Por isso a demanda sueca por cooperação sem transferência maciça é tão sensível: ela coloca em dúvida se uma codesenvolvimento real é possível quando cada lado protege com rigor suas “joias da coroa”.

Cenários possíveis para a próxima década

Planejadores de defesa na Europa vêm simulando, em silêncio, diferentes desfechos. Um deles é o FCAS sobreviver, mas enxugado ou reestruturado, com divisão de trabalho mais nítida e separação mais rígida entre tecnologias nacionais e compartilhadas. Nesse arranjo, a Saab poderia entrar em subsistemas específicos - como guerra eletrônica ou sensores - em vez de atuar como coautora completa do NGF.

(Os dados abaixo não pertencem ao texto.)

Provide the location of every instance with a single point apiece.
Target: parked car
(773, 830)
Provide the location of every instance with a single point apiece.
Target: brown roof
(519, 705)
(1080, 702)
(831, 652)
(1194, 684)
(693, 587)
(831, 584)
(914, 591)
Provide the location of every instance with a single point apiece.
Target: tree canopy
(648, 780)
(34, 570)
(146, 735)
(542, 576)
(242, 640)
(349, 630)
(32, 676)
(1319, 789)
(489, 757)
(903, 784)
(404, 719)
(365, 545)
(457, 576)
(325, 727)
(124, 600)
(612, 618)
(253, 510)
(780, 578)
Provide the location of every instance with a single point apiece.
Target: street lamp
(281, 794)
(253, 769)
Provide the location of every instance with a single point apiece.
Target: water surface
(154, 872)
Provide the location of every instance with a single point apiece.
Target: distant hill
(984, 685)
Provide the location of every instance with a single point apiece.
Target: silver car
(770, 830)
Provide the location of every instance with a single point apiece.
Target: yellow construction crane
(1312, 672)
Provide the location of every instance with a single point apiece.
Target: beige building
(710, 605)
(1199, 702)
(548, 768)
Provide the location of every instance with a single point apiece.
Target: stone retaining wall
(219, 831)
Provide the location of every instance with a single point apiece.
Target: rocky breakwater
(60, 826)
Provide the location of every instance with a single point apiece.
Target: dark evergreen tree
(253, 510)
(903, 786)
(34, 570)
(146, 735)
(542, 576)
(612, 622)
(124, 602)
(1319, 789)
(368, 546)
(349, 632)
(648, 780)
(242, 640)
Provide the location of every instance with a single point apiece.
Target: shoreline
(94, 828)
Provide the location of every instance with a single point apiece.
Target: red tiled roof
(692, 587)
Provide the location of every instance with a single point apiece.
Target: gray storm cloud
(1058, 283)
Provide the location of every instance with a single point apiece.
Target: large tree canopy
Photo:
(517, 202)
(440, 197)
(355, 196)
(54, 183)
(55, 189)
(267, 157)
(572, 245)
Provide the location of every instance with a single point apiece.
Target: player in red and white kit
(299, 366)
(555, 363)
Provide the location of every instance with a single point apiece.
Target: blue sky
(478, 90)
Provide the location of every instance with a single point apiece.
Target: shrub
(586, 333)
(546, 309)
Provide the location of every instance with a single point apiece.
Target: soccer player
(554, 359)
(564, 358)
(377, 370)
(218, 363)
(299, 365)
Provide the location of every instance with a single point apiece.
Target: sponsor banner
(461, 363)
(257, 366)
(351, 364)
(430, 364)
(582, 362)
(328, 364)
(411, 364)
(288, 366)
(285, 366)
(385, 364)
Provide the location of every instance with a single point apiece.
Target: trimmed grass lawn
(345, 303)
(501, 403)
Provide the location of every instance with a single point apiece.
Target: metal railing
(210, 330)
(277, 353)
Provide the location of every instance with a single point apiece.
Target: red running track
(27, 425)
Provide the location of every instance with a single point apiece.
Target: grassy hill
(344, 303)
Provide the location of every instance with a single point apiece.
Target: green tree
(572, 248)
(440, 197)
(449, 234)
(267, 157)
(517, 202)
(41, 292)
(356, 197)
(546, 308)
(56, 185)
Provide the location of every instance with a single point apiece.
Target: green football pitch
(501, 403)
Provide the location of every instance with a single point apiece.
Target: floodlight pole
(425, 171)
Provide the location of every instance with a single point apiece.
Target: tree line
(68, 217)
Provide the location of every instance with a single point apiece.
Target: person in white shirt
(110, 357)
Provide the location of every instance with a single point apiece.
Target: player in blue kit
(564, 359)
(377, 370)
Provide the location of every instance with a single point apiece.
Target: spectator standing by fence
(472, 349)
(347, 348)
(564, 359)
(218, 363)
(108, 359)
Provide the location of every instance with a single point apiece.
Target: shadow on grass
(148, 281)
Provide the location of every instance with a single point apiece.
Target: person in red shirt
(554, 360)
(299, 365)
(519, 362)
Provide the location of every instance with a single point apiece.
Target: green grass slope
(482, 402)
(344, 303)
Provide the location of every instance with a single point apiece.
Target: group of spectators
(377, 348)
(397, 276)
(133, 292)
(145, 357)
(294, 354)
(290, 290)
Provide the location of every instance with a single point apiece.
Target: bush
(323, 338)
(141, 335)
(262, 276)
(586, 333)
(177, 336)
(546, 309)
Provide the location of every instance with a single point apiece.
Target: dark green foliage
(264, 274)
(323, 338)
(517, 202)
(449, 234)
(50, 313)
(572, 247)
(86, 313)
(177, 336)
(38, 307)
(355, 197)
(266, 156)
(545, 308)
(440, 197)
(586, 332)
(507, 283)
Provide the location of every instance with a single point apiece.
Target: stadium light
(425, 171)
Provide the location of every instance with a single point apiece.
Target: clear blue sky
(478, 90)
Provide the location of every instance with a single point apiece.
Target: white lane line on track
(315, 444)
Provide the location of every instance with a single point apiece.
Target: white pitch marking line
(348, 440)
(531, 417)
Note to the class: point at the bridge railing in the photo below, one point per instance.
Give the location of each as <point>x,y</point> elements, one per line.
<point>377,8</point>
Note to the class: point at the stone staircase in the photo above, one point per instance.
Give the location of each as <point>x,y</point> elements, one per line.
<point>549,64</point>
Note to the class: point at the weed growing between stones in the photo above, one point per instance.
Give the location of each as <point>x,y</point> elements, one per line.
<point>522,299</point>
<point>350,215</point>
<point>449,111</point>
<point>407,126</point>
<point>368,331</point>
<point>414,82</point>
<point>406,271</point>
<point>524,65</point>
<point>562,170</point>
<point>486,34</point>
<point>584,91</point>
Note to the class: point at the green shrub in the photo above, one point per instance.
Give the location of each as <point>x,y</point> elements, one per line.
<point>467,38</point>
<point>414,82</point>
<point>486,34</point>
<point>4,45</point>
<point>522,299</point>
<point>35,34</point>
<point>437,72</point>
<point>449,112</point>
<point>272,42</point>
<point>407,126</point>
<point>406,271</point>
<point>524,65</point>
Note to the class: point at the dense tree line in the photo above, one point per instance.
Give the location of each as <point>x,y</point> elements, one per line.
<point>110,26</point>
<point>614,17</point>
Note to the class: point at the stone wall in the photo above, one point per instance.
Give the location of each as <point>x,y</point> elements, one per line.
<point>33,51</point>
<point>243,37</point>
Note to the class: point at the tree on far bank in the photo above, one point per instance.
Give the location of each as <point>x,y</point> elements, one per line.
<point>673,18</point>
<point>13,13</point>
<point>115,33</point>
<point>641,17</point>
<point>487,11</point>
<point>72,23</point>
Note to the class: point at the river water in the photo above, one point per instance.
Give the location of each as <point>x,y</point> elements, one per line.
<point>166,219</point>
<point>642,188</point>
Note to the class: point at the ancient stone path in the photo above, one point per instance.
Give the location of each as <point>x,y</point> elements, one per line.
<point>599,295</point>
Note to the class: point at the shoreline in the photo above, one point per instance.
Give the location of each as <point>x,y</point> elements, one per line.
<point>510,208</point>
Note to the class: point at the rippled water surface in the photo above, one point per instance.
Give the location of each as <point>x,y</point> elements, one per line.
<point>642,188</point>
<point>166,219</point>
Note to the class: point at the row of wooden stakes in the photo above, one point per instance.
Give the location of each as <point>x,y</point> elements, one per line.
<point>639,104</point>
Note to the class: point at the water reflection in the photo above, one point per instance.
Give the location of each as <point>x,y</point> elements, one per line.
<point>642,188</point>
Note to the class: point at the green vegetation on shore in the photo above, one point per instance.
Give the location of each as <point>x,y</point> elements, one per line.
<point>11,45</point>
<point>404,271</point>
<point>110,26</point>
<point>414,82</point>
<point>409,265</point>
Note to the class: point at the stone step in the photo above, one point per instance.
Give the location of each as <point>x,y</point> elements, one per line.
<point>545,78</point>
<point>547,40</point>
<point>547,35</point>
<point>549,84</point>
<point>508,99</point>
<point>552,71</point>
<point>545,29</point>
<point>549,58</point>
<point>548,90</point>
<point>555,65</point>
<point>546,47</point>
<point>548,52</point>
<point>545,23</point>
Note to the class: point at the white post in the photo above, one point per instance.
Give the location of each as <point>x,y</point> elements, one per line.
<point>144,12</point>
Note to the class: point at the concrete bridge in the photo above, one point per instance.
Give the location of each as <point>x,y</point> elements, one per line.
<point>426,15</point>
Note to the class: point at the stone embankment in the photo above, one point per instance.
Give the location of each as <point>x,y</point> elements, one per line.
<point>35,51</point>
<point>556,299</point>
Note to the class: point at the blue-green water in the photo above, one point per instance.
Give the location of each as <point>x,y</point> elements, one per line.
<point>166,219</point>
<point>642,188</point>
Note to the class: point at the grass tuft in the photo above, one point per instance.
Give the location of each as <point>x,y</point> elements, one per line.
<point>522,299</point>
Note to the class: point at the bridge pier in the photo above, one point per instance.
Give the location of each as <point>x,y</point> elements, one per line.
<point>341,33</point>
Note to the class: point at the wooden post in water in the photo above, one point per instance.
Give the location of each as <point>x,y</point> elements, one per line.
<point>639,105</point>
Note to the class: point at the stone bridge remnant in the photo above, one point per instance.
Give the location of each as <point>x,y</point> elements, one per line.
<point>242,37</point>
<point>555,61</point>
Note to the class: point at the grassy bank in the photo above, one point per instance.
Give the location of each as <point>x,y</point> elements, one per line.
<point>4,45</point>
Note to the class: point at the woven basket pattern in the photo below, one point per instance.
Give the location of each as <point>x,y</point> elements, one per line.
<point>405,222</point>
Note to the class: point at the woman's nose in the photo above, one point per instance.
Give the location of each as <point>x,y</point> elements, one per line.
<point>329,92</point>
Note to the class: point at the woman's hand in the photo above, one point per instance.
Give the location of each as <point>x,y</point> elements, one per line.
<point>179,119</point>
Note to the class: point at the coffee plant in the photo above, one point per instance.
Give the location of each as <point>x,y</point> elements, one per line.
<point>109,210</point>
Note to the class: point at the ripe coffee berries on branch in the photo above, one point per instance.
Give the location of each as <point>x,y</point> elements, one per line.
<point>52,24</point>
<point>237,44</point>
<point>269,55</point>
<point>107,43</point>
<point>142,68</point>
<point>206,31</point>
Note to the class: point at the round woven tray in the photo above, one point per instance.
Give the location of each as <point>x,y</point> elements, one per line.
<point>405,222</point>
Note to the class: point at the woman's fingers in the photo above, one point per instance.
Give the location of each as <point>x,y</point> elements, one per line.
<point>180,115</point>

Outro caminho é um “ecossistema” mais solto de programas: um caça central franco-alemão-espanhol, um derivado sueco com herança do Gripen e interoperabilidade ampla no lugar de integração total. Nesse cenário, enlaces de dados comuns, armamentos e sistemas de combate em nuvem pesam mais do que um único tipo de aeronave padronizado.

O trajeto mais arriscado é a paralisia prolongada. Isso significaria novos atrasos, custos mais altos e uma lacuna de capacidades crescente justamente quando ameaças se tornam mais agudas no flanco oriental europeu. Nesse caso, governos poderiam ser empurrados de volta a compras rápidas nos Estados Unidos, corroendo a lógica de um caça europeu soberano.

Por enquanto, as condições da Saab não enterram o FCAS, mas expõem suas fraturas centrais. Qualquer acordo futuro com a Suécia terá de equilibrar três objetivos: proteger ativos industriais nacionais, entregar aeronaves dentro do prazo e evitar que parceiros fiquem presos a papéis subordinados. A forma como esse equilíbrio for alcançado moldará não só o próximo caça europeu, mas também a geometria política da defesa europeia por décadas.